By 1855, Greenwich Mean Time (GMT) kept British trains running on schedule and became the global reference.

We now use a Smartwatch to mark time and to report our heartbeat, count the steps we take, and to learn our location.

Time pretends to offer us much more than it takes away. But life’s stressful pace can quickly rob us of our grace and youth. If we fail to pay our rent, mortgage, or taxes on time, it ruthlessly punishes us. Its clockwork gears spin the treadmills that run us to exhaustion.

Alice in Through the Looking Glass asks, “How is it we run faster and faster but we seem to be going nowhere?” The Queen responds, “If you want to get somewhere else, you must run at least twice as fast as that!”
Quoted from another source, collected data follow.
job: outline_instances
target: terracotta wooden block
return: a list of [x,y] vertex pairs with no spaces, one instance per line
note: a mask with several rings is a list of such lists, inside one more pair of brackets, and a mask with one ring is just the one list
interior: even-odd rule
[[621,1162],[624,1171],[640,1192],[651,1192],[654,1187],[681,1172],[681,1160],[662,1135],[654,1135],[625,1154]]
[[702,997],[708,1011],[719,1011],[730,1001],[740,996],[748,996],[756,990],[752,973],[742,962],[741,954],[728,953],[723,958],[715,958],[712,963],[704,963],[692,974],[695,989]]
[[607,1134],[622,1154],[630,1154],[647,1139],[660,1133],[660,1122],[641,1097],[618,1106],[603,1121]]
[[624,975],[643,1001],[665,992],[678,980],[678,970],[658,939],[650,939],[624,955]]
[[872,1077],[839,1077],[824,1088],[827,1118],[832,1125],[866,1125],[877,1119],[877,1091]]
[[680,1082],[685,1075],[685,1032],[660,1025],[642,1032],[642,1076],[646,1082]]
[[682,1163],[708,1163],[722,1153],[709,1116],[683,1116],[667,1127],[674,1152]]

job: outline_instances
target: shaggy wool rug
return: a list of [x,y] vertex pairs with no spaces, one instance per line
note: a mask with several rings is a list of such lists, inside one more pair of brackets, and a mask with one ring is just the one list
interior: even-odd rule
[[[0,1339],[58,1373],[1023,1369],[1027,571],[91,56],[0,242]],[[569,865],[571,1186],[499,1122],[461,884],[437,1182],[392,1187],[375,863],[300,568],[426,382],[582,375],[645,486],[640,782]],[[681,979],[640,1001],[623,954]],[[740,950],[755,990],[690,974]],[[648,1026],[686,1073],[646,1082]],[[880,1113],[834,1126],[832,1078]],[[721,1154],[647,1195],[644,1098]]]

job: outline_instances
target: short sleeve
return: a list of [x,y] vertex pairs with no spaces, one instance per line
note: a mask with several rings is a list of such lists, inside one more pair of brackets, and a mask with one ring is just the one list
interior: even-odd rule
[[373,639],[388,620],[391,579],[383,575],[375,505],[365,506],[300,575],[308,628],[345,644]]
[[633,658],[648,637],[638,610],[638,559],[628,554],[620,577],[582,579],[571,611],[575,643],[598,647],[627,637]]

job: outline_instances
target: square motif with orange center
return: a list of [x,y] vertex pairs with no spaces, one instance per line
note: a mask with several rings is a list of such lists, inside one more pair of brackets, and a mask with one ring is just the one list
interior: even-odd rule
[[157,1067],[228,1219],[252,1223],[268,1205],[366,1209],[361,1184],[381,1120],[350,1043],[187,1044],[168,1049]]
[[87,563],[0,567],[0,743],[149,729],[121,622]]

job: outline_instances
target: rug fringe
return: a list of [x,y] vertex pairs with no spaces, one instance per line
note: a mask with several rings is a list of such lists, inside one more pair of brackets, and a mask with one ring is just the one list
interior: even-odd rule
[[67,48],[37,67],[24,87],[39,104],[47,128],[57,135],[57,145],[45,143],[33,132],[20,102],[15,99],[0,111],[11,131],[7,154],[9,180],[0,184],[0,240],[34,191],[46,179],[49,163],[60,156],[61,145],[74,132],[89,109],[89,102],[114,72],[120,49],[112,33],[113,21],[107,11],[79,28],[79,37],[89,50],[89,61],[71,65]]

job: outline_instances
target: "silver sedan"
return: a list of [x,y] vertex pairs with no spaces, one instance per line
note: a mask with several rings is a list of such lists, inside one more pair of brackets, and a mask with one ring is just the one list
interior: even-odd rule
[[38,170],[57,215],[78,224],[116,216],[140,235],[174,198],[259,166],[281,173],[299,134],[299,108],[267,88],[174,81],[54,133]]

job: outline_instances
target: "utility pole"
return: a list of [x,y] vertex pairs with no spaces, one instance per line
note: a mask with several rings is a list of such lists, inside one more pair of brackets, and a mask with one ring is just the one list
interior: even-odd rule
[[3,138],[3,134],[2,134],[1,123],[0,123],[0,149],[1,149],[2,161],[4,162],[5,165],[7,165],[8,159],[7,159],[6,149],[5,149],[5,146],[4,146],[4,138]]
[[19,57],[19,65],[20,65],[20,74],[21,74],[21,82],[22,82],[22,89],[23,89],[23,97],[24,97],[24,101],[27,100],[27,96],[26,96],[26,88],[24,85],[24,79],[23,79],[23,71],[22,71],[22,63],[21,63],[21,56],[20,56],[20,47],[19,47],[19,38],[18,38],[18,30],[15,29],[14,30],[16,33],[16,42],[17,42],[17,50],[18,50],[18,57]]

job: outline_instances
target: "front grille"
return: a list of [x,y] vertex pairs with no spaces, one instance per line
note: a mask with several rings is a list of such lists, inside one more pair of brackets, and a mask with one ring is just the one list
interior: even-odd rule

We are all too obsessed with keeping on time and running our daily routine faster and faster, never seeming to make any progress in our game.

“Time is relative,” Einstein said, by which he meant that the hour here is not the same everywhere. Time is relative but the speed of light is absolute. An astronaut flying at close to the speed of light would not age much at all, and his personal time would slow and nearly stop. However, he’d seem to be aging at the normal rate to observers on the ground, while in his perspective we would be rapidly aging. Einstein rejected the distinction between past, present, and future.

Here’s what a Doctor of the Church, St. Augustine, wrote about the fleeting nature of Time: “How can the past and future be, when the past no longer is, and the future is not yet? …What is Time then? If nobody asks me, I know; but if I were desirous to explain it to one that should ask me, plainly I do not know” (cf. ConfessionsBook XI). He admitted his difficulty exploring the nature of the past, present, and future.

An old monk once told me his silent contemplations had reconfigured the now and here as actually nowhere, and that nowhere was everywhere, freeing him from the shackles of time and space. His focused mind seemed to stop Time as if his illumined soul were traveling at the speed of light. Hours seemed minutes; a day, a thousand years — a foretaste of eternal life, as Christ promised.

With the Lord, a day is like a thousand years, and a thousand years are like a day (2 Peter 3:8).